In 1982, Richard B. Russell went through the Panama Canal and arrived at Mare Island Naval Shipyard in Vallejo, California, for an extended overhaul. During her time at Mare Island, it was decided that she would become a special projects submarine. After a short period of post-overhaul testing and sea trials, she underwent extensive ocean engineering modifications prior to commencing operations as a unit of Submarine Development Group 1. As a member of Sub Dev Group 1, she spearheaded a testing program for submarine rescue technology.

Richard B. Russells role as a fast attack submarine as well as a development and testing platform earned her the Presidential Unit Citation, the highest award any naval unit can be given. She also earned six Navy Unit Commendations, and seven Battle Effectiveness Awards (formerly the Battle Efficiency Award), commonly known as the Battle "E", during her career.

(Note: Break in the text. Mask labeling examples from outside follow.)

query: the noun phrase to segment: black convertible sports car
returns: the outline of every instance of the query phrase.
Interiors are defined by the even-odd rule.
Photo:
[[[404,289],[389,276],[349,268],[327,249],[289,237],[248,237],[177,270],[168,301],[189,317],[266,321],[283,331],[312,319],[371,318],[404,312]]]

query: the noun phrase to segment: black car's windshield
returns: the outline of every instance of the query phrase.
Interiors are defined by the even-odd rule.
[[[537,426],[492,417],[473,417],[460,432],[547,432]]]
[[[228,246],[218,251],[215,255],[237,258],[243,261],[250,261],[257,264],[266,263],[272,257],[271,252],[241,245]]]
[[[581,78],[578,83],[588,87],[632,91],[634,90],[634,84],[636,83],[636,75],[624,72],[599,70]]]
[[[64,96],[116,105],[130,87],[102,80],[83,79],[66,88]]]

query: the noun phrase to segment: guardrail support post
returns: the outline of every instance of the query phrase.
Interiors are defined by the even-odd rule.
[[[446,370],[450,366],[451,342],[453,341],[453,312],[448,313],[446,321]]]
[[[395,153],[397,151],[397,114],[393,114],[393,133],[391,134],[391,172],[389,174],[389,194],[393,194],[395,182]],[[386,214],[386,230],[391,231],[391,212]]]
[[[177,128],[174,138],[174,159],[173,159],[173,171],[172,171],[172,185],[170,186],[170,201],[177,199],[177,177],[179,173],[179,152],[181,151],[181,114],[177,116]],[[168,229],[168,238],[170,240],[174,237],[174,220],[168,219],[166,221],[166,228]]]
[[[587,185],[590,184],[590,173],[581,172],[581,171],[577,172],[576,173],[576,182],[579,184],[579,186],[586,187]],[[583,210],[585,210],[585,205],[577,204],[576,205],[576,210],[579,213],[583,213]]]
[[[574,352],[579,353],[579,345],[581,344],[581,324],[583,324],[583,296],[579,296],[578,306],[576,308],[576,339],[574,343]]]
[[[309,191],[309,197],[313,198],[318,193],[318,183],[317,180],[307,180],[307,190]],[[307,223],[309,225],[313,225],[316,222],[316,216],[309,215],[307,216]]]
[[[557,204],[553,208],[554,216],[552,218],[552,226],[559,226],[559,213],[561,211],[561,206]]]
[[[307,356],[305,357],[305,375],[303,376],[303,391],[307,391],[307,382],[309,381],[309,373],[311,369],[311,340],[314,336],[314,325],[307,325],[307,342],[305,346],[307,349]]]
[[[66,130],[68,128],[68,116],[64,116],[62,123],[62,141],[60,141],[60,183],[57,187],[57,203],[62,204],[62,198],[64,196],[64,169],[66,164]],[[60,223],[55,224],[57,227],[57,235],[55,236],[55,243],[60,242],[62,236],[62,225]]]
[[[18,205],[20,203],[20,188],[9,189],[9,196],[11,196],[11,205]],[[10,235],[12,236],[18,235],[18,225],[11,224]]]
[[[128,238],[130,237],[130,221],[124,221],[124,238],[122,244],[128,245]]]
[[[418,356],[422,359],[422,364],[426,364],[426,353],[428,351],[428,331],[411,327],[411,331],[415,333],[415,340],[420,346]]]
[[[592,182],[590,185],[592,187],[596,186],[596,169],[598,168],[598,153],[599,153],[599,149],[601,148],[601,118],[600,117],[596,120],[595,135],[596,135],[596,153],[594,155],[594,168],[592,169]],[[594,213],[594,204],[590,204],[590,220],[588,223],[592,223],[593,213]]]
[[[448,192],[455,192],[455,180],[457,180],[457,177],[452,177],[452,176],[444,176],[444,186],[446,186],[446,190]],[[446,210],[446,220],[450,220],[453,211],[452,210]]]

Richard B. Russell was placed in reserve while still in commission on 1 July 1993.

==Decommissioning and disposal==
Richard B. Russell was both decommissioned and stricken from the Naval Vessel Register on 24 June 1994. She was stored at Bremerton, Washington, until 1 October 2001, when she entered the Nuclear-Powered Ship and Submarine Recycling Program at Puget Sound Naval Shipyard in Bremerton for scrapping. Her scrapping was completed on 3 January 2003.